Mittlerweile etwas wärmer geworden, jedoch laut Kanadiern, im Vergleich zu den letzten Jahren, immer noch zu kalt.
Mit etwas Glück können wir kommenden Freitag mit einem Truck nach Winnipeg fahren.
Bis jetzt freuen wir uns noch auf „Wildlife“ pur.
3. Mai
Schon vier Wochen in Kanada und sitzen immer noch hier fest. Es gab mit dem Truckfahrer, der uns vor einer Woche nach Winnipeg bringen sollte, ein Kontaktproblem. So mussten wir weiter ausharren. Haben Karten gespielt und gefischt. Auch sonst irgendwie die Zeit ungeduldig um die Ohren geschlagen. Aber nun reicht´s!
Nochmal deutlich wärmer. Ideales Wetter. Morgen früh wollen wir endgültig aufbrechen, auch ohne Truck, vielleicht die gesamte Strecke per Anhalter. Viertausend Kilometer!
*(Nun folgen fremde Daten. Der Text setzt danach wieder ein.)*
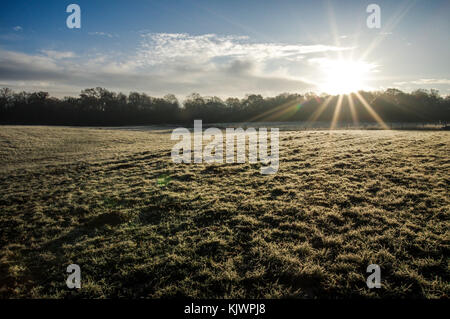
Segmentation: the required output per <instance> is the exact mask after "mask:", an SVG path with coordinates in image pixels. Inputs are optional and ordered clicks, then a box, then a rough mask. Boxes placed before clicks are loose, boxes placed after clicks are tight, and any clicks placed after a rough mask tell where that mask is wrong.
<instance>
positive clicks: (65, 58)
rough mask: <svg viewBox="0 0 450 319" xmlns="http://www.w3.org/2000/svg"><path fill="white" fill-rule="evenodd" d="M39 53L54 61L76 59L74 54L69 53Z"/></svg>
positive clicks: (66, 52) (63, 52)
mask: <svg viewBox="0 0 450 319" xmlns="http://www.w3.org/2000/svg"><path fill="white" fill-rule="evenodd" d="M41 52H42V53H44V54H45V55H46V56H48V57H49V58H53V59H56V60H59V59H68V58H74V57H76V54H75V53H73V52H70V51H54V50H41Z"/></svg>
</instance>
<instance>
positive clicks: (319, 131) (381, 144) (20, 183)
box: [0, 126, 450, 298]
mask: <svg viewBox="0 0 450 319" xmlns="http://www.w3.org/2000/svg"><path fill="white" fill-rule="evenodd" d="M170 132H171V130H169V129H164V128H159V129H153V130H148V131H140V130H117V129H115V130H113V129H96V128H70V127H45V126H41V127H39V126H1V127H0V162H1V165H0V297H1V298H24V297H26V298H114V297H127V298H140V297H145V298H161V297H164V298H166V297H194V298H200V297H201V298H349V297H352V298H354V297H362V298H398V297H402V298H403V297H408V298H448V296H449V294H450V267H449V261H450V259H449V256H450V254H449V248H450V247H449V243H450V236H449V235H450V233H449V217H450V215H449V212H450V198H449V189H450V145H449V144H450V132H444V131H395V130H370V131H369V130H366V131H365V130H335V131H325V130H322V131H319V130H284V131H281V132H280V166H279V170H278V172H277V174H274V175H262V174H260V172H259V166H260V165H261V164H248V163H244V164H237V163H233V164H225V163H224V164H206V163H201V164H193V163H192V164H175V163H173V162H172V160H171V157H170V151H171V147H172V146H173V144H174V143H175V142H174V141H171V140H170ZM72 263H74V264H78V265H80V267H81V277H82V278H81V284H82V288H81V289H74V290H70V289H68V288H67V286H66V282H65V281H66V278H67V276H68V274H67V273H66V267H67V266H68V265H69V264H72ZM369 264H378V265H379V266H380V267H381V283H382V288H380V289H368V288H367V286H366V278H367V276H368V275H369V274H367V273H366V268H367V266H368V265H369Z"/></svg>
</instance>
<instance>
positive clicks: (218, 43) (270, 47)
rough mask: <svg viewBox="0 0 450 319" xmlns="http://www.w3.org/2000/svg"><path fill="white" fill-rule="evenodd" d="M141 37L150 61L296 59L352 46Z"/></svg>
mask: <svg viewBox="0 0 450 319" xmlns="http://www.w3.org/2000/svg"><path fill="white" fill-rule="evenodd" d="M142 37H143V41H142V43H141V48H140V51H139V54H140V57H141V61H143V62H145V63H149V64H159V63H165V62H176V61H185V60H189V61H192V62H194V63H203V62H206V61H209V60H211V59H212V58H238V59H242V58H247V59H252V60H256V61H264V60H269V59H277V58H293V59H295V58H298V57H300V56H302V55H304V54H310V53H319V52H327V51H343V50H350V49H352V48H350V47H337V46H330V45H322V44H316V45H298V44H281V43H252V42H249V41H248V37H236V36H218V35H215V34H204V35H189V34H186V33H175V34H170V33H149V34H144V35H142Z"/></svg>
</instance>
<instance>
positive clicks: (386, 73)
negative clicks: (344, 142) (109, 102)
mask: <svg viewBox="0 0 450 319" xmlns="http://www.w3.org/2000/svg"><path fill="white" fill-rule="evenodd" d="M71 3H76V4H78V5H79V6H80V7H81V29H69V28H67V26H66V18H67V16H68V15H69V13H66V7H67V6H68V5H69V4H71ZM370 3H376V4H378V5H379V6H380V8H381V28H380V29H369V28H368V27H367V25H366V19H367V17H368V15H369V13H367V12H366V7H367V5H369V4H370ZM449 21H450V1H446V0H442V1H440V0H416V1H378V0H373V1H350V0H339V1H331V0H330V1H299V0H297V1H263V0H258V1H247V0H240V1H234V0H227V1H225V0H221V1H214V0H208V1H199V0H195V1H194V0H189V1H188V0H186V1H149V0H147V1H119V0H118V1H93V0H90V1H68V2H66V1H60V0H59V1H56V0H55V1H21V0H16V1H8V2H6V3H3V4H2V11H1V13H0V87H10V88H12V89H14V90H31V91H35V90H44V91H48V92H50V93H51V94H52V95H54V96H65V95H77V94H78V93H79V92H80V90H81V89H83V88H87V87H95V86H102V87H106V88H108V89H111V90H116V91H122V92H124V93H127V92H130V91H140V92H146V93H148V94H151V95H154V96H162V95H164V94H166V93H174V94H176V95H178V96H185V95H187V94H189V93H192V92H198V93H200V94H204V95H218V96H221V97H226V96H239V97H242V96H244V95H245V94H247V93H260V94H263V95H275V94H278V93H282V92H298V93H302V92H306V91H315V92H317V93H321V91H325V90H330V91H333V88H334V86H339V83H338V82H342V81H344V82H345V77H342V79H341V80H342V81H338V79H336V76H330V73H331V75H333V74H332V73H333V72H337V71H336V70H339V72H343V71H344V72H343V73H347V72H345V70H347V69H351V70H349V72H348V74H349V75H352V76H353V75H354V77H356V78H358V79H359V80H358V81H359V82H358V81H356V82H357V83H353V82H355V81H353V82H352V83H350V84H352V86H353V87H358V85H359V86H360V88H361V89H384V88H388V87H397V88H400V89H402V90H405V91H411V90H414V89H417V88H427V89H429V88H436V89H439V90H440V92H441V93H442V94H444V95H446V94H450V62H449V61H450V60H449V56H450V55H449V53H450V44H449V41H448V39H449V36H448V32H449V31H450V22H449ZM340 61H345V63H343V64H342V63H341V62H340ZM333 70H334V71H333ZM361 70H362V71H361ZM350 71H354V72H350ZM360 71H361V72H360ZM360 73H361V74H360ZM362 73H364V74H363V75H362ZM330 79H331V80H330ZM324 83H326V85H325V84H324Z"/></svg>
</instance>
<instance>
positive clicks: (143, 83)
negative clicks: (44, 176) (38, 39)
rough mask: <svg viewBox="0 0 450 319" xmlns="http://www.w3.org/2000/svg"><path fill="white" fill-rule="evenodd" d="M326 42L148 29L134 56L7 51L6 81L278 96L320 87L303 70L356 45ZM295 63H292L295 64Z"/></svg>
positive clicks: (5, 79) (1, 63)
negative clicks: (263, 40)
mask: <svg viewBox="0 0 450 319" xmlns="http://www.w3.org/2000/svg"><path fill="white" fill-rule="evenodd" d="M350 49H351V48H349V47H337V46H331V45H326V44H315V45H300V44H285V43H261V42H252V41H251V40H250V39H249V38H248V37H242V36H218V35H215V34H204V35H189V34H184V33H183V34H168V33H149V34H144V35H143V36H142V38H141V42H140V43H139V44H138V46H137V48H136V50H135V51H134V53H133V52H132V53H126V54H125V53H124V52H118V53H113V52H103V53H96V54H89V52H87V53H85V54H81V53H78V54H75V53H74V52H70V51H55V50H41V51H40V53H41V54H34V55H33V54H25V53H20V52H13V51H5V50H3V51H1V50H0V51H1V52H0V83H4V84H8V83H9V84H10V85H11V86H16V87H13V88H17V86H20V85H21V86H22V87H20V89H36V88H37V87H38V86H39V85H41V84H42V89H44V90H49V88H50V93H52V94H56V95H58V94H62V93H58V92H64V94H67V92H68V91H71V92H72V93H71V94H73V95H75V94H77V93H79V91H80V90H81V89H83V88H86V87H93V86H103V87H106V88H109V89H112V90H121V91H131V90H137V91H144V92H147V93H149V94H153V95H164V94H166V93H169V92H170V93H174V94H177V95H179V96H182V95H186V94H189V93H192V92H199V93H200V94H207V95H219V96H230V95H234V96H243V95H244V94H246V93H261V94H267V95H269V94H270V95H272V94H277V93H281V92H302V91H305V90H314V88H315V84H314V83H313V81H311V80H310V79H306V78H304V77H300V76H299V74H302V75H304V73H303V72H297V73H295V74H294V75H293V74H292V73H291V70H292V67H293V66H296V67H297V69H302V68H305V69H306V68H308V67H310V66H309V63H308V62H307V60H305V59H304V58H305V57H314V56H315V55H318V54H322V55H323V54H324V53H331V52H336V51H342V50H350ZM288 66H289V67H288Z"/></svg>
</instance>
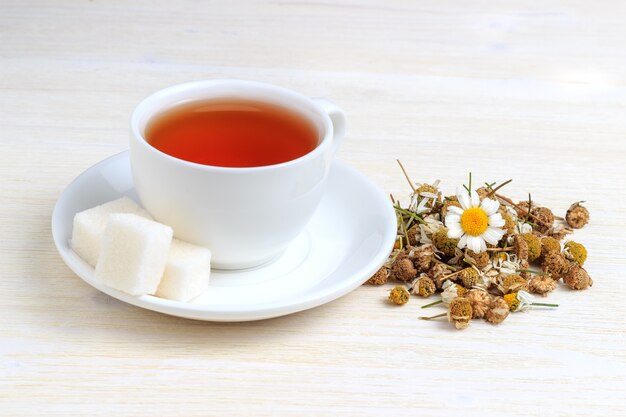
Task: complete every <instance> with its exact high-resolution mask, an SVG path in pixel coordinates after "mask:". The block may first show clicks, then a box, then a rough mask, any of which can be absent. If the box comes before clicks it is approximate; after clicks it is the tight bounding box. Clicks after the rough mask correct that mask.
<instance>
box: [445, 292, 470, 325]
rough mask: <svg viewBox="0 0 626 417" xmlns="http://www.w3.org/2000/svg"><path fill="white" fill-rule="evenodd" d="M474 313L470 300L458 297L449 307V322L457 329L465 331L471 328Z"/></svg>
mask: <svg viewBox="0 0 626 417" xmlns="http://www.w3.org/2000/svg"><path fill="white" fill-rule="evenodd" d="M472 315H473V311H472V304H471V303H470V300H468V299H467V298H465V297H456V298H455V299H453V300H452V301H451V302H450V306H449V307H448V321H449V322H450V323H454V327H456V328H457V329H465V328H467V327H468V326H469V322H470V320H471V319H472Z"/></svg>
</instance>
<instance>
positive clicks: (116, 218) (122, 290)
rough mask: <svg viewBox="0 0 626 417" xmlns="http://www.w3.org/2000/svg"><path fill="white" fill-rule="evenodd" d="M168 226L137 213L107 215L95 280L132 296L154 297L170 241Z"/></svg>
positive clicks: (171, 239) (166, 254) (172, 234)
mask: <svg viewBox="0 0 626 417" xmlns="http://www.w3.org/2000/svg"><path fill="white" fill-rule="evenodd" d="M172 235H173V231H172V228H171V227H169V226H165V225H163V224H160V223H157V222H155V221H152V220H148V219H146V218H144V217H141V216H139V215H136V214H128V213H113V214H110V215H109V220H108V221H107V224H106V227H105V230H104V235H103V236H102V244H101V248H100V256H99V257H98V262H97V264H96V271H95V277H96V278H97V279H99V280H101V281H102V282H104V283H105V284H106V285H108V286H110V287H112V288H115V289H118V290H120V291H124V292H126V293H128V294H131V295H144V294H154V293H155V292H156V290H157V288H158V286H159V282H160V281H161V276H162V275H163V271H164V270H165V263H166V260H167V256H168V253H169V250H170V246H171V242H172Z"/></svg>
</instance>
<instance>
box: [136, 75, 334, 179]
mask: <svg viewBox="0 0 626 417" xmlns="http://www.w3.org/2000/svg"><path fill="white" fill-rule="evenodd" d="M220 86H221V87H230V88H232V90H233V92H232V93H231V94H221V95H219V96H215V97H211V96H208V95H207V97H204V98H202V97H193V95H191V94H190V97H189V99H182V100H176V101H174V102H173V103H170V104H168V105H166V106H163V107H162V108H160V110H161V111H167V110H169V109H171V108H173V107H175V106H176V105H178V104H182V103H184V102H193V101H202V100H212V99H214V98H215V99H232V100H237V99H241V100H246V99H249V98H246V91H248V92H249V91H250V90H254V91H255V92H256V93H260V94H266V95H267V97H268V98H267V99H264V98H257V97H256V96H255V98H253V99H252V101H257V102H262V103H269V104H272V105H278V106H281V107H287V108H289V107H288V106H285V104H283V103H284V101H288V102H291V103H294V102H295V103H297V104H298V108H300V109H305V110H308V111H312V112H313V113H315V114H316V115H317V116H318V117H319V118H320V119H319V120H320V121H321V126H320V124H319V123H315V121H313V122H314V124H315V125H316V127H317V129H318V132H319V133H320V134H319V136H320V137H319V143H318V145H317V146H316V147H315V148H314V149H313V150H312V151H310V152H308V153H306V154H304V155H302V156H300V157H298V158H295V159H291V160H289V161H285V162H281V163H278V164H272V165H261V166H252V167H222V166H216V165H205V164H200V163H197V162H191V161H187V160H185V159H180V158H177V157H175V156H172V155H169V154H167V153H165V152H163V151H160V150H158V149H157V148H155V147H154V146H152V145H151V144H150V143H149V142H148V140H147V139H146V137H145V134H144V132H145V128H146V126H147V123H148V122H149V121H150V120H151V119H152V117H154V116H155V115H156V114H159V112H154V111H150V108H152V107H154V106H156V104H155V103H158V102H159V101H164V100H166V99H167V98H168V97H171V96H173V95H184V93H185V92H193V91H194V90H199V89H210V88H215V89H217V88H218V87H220ZM272 96H273V97H274V98H276V97H280V98H282V100H271V97H272ZM157 107H158V106H157ZM291 110H293V109H291ZM295 111H296V112H298V113H299V114H300V115H301V116H302V117H305V118H309V117H307V115H305V114H302V112H299V111H298V110H295ZM320 127H321V129H323V131H320ZM130 130H131V140H133V141H135V142H136V143H137V144H138V145H139V146H141V147H142V148H143V149H144V150H145V151H147V152H148V153H150V154H151V155H153V156H156V157H159V158H165V159H166V160H170V161H171V162H176V163H179V164H183V165H186V166H188V167H190V168H195V169H200V170H204V171H221V172H226V171H228V172H233V173H237V172H240V173H243V172H245V173H249V172H259V171H267V170H274V169H278V168H283V167H287V166H291V165H296V164H300V163H302V162H306V161H308V160H310V159H313V158H316V157H317V156H318V155H319V154H321V153H324V152H325V151H326V149H327V148H328V147H329V146H331V142H332V136H333V125H332V122H331V120H330V116H329V115H328V113H326V111H324V109H323V108H322V107H321V106H319V105H318V104H317V103H315V100H314V99H312V98H310V97H307V96H305V95H303V94H300V93H297V92H295V91H293V90H290V89H288V88H284V87H280V86H276V85H273V84H268V83H263V82H259V81H249V80H240V79H230V78H229V79H215V80H201V81H191V82H186V83H181V84H175V85H172V86H170V87H166V88H163V89H161V90H158V91H156V92H154V93H152V94H151V95H149V96H148V97H146V98H144V99H143V100H142V101H141V102H139V104H138V105H137V106H136V107H135V109H134V110H133V113H132V116H131V119H130Z"/></svg>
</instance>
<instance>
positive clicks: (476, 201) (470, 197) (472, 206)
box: [470, 190, 480, 207]
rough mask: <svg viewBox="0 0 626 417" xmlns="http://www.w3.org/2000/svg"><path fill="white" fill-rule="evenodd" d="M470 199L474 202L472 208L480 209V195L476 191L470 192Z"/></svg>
mask: <svg viewBox="0 0 626 417" xmlns="http://www.w3.org/2000/svg"><path fill="white" fill-rule="evenodd" d="M470 199H471V201H472V207H478V206H479V205H480V197H478V193H477V192H476V191H474V190H472V191H471V192H470Z"/></svg>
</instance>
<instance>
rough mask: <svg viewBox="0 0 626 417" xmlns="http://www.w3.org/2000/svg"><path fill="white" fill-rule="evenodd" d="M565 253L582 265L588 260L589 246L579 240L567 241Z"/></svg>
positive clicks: (565, 254) (569, 256)
mask: <svg viewBox="0 0 626 417" xmlns="http://www.w3.org/2000/svg"><path fill="white" fill-rule="evenodd" d="M563 254H564V255H565V257H566V258H567V259H569V260H570V261H574V262H576V263H577V264H578V265H580V266H582V265H583V264H584V263H585V261H586V260H587V248H585V247H584V246H583V245H582V244H581V243H578V242H574V241H569V242H566V243H565V248H564V249H563Z"/></svg>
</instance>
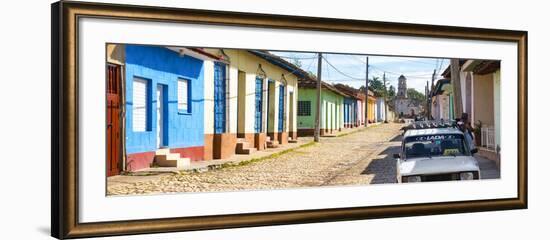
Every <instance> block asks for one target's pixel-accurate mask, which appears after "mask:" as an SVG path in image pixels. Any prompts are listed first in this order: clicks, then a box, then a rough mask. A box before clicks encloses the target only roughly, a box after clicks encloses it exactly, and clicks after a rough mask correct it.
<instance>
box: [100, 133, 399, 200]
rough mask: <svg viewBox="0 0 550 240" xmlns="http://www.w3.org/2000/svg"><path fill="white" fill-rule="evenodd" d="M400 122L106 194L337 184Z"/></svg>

Keine Kleinigkeit!
7. Mai
„Denn erstens kommt es anders - und zweitens als man gar nicht denkt.“
Am 3.5. abends teilte uns Werner mit, dass es noch selbige Nacht losgehen soll. Also, klappt doch!
Ein Coca-Cola-Truck nahm uns mit bis Dryden (Ontario), das freilich nur 400 km von Thunder Bay entfernt liegt. Doch wir hatten Glück. An einem Rastplatz nahm uns der nächste Fernfahrer auf, über Winnipeg bis Edmonton.
Auf der Reise versuchte uns der Fahrer (Sheldon) davon zu überzeugen, dass seine Heimat, „B.C.“ (British Columbia), die schönste Provinz von ganz Kanada sei. Davon mussten wir uns natürlich selbst überzeugen und fuhren mit ihm an Edmonton vorbei, durch die Rocky Mountains an die Westküste Kanadas, bis Vancouver am Pazifischen Ozean. Auf dieser 3.400 km langen Strecke, in lediglich drei Tagen, sahen wir mit großem Interesse die Provinzen Ontario, Manitoba, Saskatchewan und Alberta.
Und er hatte recht. So wie die Landschaft in Britisch Kolumbien, hatten wir uns eigentlich ganz Kanada vorgestellt. Vom Highway aus sieht man jede Menge Flüsse und Seen. Kaum eine Meile, ohne ein Tier zu entdecken: freche Kojoten, majestätische Adler, stattliche Elche. Häufig zeigten sich stolze Wapitis (Hirschart); einmal sogar imposante Bisons. Na, ist das nicht ein gelungener Auftakt?